France | France, Cour d'appel de Caen, Indemnisation détention, 19 mars 2024, 23/01024


N° N° RG 23/01024 - N° Portalis DBVC-V-B7H-HGJ4

 



COUR D'APPEL DE CAEN



Minute n° 02/2024













PROCÉDURE DE RÉPARATION A RAISON D'UNE DÉTENTION PROVISOIRE



ORDONNANCE DU 19 MARS 2024













ENTRE LE REQUÉRANT :



Monsieur [N] [Y]

Elisant domicile chez Me Kian BARAKAT

[Adresse 2]

[Localité 1]



Non comparant, représenté par Me Kian BARAKAT, avocat au Barreau de CAEN




>ET:



MONSIEUR L'AGENT JUDICIAIRE DE L'ETAT

[Adresse 4]

[Adresse 4]

[Localité 3]



Non comparant, représenté par Me Marion BILLY, avocat au Barreau de CAEN, substituée par

Me Marine VIGNON, avocat au Barreau de CAEN



COMPOSITION LORS D...

N° N° RG 23/01024 - N° Portalis DBVC-V-B7H-HGJ4

 

COUR D'APPEL DE CAEN

Minute n° 02/2024

PROCÉDURE DE RÉPARATION A RAISON D'UNE DÉTENTION PROVISOIRE

ORDONNANCE DU 19 MARS 2024

ENTRE LE REQUÉRANT :

Monsieur [N] [Y]

Elisant domicile chez Me Kian BARAKAT

[Adresse 2]

[Localité 1]

Non comparant, représenté par Me Kian BARAKAT, avocat au Barreau de CAEN

ET:

MONSIEUR L'AGENT JUDICIAIRE DE L'ETAT

[Adresse 4]

[Adresse 4]

[Localité 3]

Non comparant, représenté par Me Marion BILLY, avocat au Barreau de CAEN, substituée par

Me Marine VIGNON, avocat au Barreau de CAEN

COMPOSITION LORS DES DÉBATS :

PRÉSIDENTEf

Madame Sandra ORUS, Première Présidente

MINISTÈRE PUBLIC

Monsieur Marc FAURY, Avocat général

GREFFIER

Madame Jocelyne LEBOULANGER

DÉBATS

L'affaire a été appelée à l'audience publique du 20 février 2024

ORDONNANCE

Rendue publiquement, le 19 mars 2024, par mise à disposition au greffe de la Cour, les parties en ayant été préalablement avisées dans les conditions prévues au deuxième alinéa de l'article 450 du Code de procédure civile, et signée par Madame ORUS, Première Présidente, et par Madame LEBOULANGER, greffière.

FAITS ET PROCEDURE

M. [N] [Y], mis en examen du chef d'assassinat, a été placé en détention provisoire le 31 mai 2019.

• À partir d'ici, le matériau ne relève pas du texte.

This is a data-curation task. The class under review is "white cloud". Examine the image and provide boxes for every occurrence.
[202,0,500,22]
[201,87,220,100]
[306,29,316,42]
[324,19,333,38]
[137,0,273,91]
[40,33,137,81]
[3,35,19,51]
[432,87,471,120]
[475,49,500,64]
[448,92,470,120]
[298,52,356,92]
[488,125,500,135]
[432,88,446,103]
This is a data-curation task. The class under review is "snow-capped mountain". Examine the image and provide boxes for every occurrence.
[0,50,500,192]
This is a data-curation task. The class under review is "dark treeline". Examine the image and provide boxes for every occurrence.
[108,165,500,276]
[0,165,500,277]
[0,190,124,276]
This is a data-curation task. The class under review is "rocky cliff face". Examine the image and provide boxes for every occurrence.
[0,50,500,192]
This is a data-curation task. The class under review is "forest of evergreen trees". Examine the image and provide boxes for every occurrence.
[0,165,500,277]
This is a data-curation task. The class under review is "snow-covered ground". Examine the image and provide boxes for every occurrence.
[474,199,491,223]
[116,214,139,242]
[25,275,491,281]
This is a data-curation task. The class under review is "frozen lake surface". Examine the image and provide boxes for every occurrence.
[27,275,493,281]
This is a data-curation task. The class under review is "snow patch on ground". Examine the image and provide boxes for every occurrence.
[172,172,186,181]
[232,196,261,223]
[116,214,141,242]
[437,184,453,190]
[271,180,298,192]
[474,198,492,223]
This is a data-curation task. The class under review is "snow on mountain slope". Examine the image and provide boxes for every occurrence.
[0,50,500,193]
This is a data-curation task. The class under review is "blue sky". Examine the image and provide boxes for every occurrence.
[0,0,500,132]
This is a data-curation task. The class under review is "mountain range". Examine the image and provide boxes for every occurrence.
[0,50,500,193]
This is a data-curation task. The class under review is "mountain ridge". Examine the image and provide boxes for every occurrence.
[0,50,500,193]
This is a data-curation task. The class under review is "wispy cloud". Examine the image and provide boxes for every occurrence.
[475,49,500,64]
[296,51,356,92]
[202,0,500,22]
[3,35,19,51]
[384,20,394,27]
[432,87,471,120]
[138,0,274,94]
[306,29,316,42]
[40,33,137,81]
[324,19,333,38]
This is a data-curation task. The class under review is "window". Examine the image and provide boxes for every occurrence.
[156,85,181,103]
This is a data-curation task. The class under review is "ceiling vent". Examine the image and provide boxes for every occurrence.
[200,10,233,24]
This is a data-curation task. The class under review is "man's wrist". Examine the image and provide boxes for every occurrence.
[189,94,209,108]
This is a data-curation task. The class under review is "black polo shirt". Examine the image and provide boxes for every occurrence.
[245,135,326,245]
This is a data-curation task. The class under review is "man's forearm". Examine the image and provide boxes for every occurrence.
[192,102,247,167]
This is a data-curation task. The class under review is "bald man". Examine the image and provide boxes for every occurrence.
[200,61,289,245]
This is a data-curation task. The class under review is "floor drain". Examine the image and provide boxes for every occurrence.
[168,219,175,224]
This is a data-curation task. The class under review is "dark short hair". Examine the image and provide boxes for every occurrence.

Le 18 juin 2019, la chambre de l'instruction de la cour d'appel de Caen a infirmé l'ordonnance de placement en détention provisoire et a ordonné le placement sous contrôle judiciaire de M. [Y].

Le 14 février 2020, le juge des libertés et de la détention du tribunal judicaire de Caen a ordonné l'incarcération provisoire de M. [Y] pour 4 jours, soit jusqu'au 19 février 2020, date à laquelle le juge a révoqué le contrôle judiciaire du requérant, pour s'être volontairement soustrait aux obligations de ce dernier. Il a à nouveau été placé en détention provisoire.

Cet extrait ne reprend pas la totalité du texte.